= Small language model =

Type of artificial intelligence model

Small language models (SLM) or compact language models are artificial intelligence language models designed for human natural language processing including language and text generation. Small language models typically have less than forty billion parameters. This make them feasible to train or host entirely on consumer electronics such as personal computers, laptops, or smart devices.

In contrast, a large language model typically contains hundreds of billions of training parameters, with some models exceeding a trillion parameters. This enables the model to encode vast amounts of information, improving the generalizability and accuracy of its outputs. However, training and hosting such models demands enormous computational resources, rendering it infeasible for an individual to do so using a single computer and graphics processing unit.

Most contemporary small language models use the same architecture as a large language model, but with a smaller parameter count and sometimes lower arithmetic precision. Similar to LLMs, SLMs are optimized via knowledge distillation, pruning, and quantization.

==Models==
Notable families with some models under ten billion parameters include:
- Qwen by Alibaba Cloud
- Gemma by Google DeepMind
- Granite by IBM
- Nemotron by Nvidia
- Muse Glimmer by Meta Superintelligence Labs
- Mistral Small by Mistral AI
- SmolLM by Hugging Face family of SMLs, including SmolLM2 models with 135 million, 360 million, and 1.7 billion parameters.

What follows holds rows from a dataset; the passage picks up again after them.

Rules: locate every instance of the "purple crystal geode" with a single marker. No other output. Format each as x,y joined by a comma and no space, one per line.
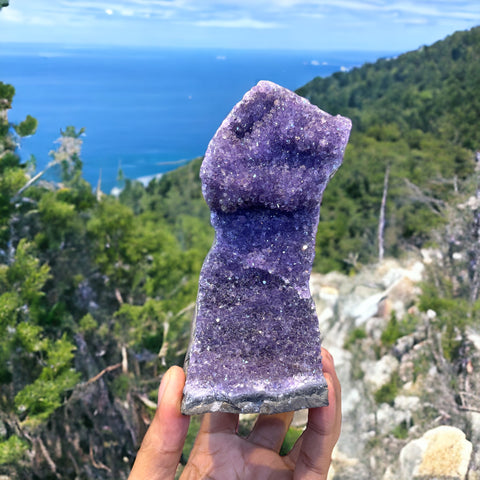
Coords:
255,343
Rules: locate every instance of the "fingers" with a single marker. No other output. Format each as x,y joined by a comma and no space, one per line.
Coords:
162,446
219,423
312,454
270,430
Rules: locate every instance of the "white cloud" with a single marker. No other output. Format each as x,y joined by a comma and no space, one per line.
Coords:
236,23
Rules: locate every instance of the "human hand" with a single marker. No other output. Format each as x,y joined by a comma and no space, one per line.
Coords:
220,453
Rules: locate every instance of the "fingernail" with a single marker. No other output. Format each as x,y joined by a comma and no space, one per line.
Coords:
163,385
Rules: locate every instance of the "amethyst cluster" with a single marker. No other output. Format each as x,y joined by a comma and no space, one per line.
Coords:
255,343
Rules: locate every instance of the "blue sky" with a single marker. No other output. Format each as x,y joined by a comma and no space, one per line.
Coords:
380,25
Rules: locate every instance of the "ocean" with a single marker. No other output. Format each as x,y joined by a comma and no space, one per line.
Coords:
144,110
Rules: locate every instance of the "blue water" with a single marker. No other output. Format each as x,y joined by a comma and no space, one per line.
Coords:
144,110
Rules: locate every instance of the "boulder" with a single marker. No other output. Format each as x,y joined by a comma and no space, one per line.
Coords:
442,452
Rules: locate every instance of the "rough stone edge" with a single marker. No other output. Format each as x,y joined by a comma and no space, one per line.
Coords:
298,400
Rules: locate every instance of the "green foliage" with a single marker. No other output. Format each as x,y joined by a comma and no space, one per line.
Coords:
396,329
12,450
38,400
87,324
354,335
453,314
27,127
415,113
291,437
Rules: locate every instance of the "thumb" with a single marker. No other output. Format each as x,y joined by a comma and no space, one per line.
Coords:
162,446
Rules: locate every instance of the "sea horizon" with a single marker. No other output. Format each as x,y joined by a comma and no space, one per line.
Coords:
145,110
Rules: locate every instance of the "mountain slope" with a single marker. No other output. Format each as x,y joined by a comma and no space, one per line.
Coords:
415,116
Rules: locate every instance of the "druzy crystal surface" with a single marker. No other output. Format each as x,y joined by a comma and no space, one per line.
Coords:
255,343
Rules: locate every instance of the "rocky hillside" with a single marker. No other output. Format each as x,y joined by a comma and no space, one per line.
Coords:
408,411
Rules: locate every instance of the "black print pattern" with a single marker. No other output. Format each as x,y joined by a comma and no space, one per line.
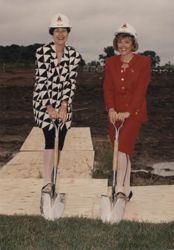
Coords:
54,82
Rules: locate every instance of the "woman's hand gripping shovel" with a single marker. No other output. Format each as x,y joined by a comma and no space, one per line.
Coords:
108,203
52,204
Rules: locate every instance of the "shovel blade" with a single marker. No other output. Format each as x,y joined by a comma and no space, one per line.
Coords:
52,208
105,206
117,212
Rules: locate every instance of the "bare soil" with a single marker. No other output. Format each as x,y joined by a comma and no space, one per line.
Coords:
155,143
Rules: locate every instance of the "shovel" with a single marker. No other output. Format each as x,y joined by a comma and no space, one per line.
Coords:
52,204
108,203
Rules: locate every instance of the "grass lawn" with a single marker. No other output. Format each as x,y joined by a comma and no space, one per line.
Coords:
35,233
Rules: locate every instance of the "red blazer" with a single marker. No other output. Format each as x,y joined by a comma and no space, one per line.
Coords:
125,91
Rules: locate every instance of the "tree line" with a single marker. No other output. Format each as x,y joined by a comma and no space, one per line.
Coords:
16,54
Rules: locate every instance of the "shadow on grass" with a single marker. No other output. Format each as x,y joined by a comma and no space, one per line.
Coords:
33,232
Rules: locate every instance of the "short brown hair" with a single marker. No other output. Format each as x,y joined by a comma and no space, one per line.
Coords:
124,35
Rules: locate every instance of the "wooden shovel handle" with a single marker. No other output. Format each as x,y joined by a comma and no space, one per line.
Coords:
115,156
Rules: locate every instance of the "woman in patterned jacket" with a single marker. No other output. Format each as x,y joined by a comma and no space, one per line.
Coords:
56,72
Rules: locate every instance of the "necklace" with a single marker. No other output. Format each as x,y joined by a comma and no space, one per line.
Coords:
125,63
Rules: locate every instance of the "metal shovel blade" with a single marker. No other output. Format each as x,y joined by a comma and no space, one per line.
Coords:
117,212
52,207
105,207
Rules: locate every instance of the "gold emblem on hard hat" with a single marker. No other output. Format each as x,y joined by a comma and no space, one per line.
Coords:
59,19
124,26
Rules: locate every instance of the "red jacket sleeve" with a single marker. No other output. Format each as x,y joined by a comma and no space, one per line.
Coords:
140,91
108,88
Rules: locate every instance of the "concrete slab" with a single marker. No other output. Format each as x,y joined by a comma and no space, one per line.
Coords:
76,139
73,164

== Language model with small pre-training dataset==
Traditional AI language systems need enormous computers and vast amounts of data.

Pre-training matters, even tiny models show significant performance improvements when pre-trained performance increases with larger pre-training datasets. Classification accuracy improves when pre-training and test datasets share similar tokens.

Shallow architectures can replicate deep model performance through collaborative learning.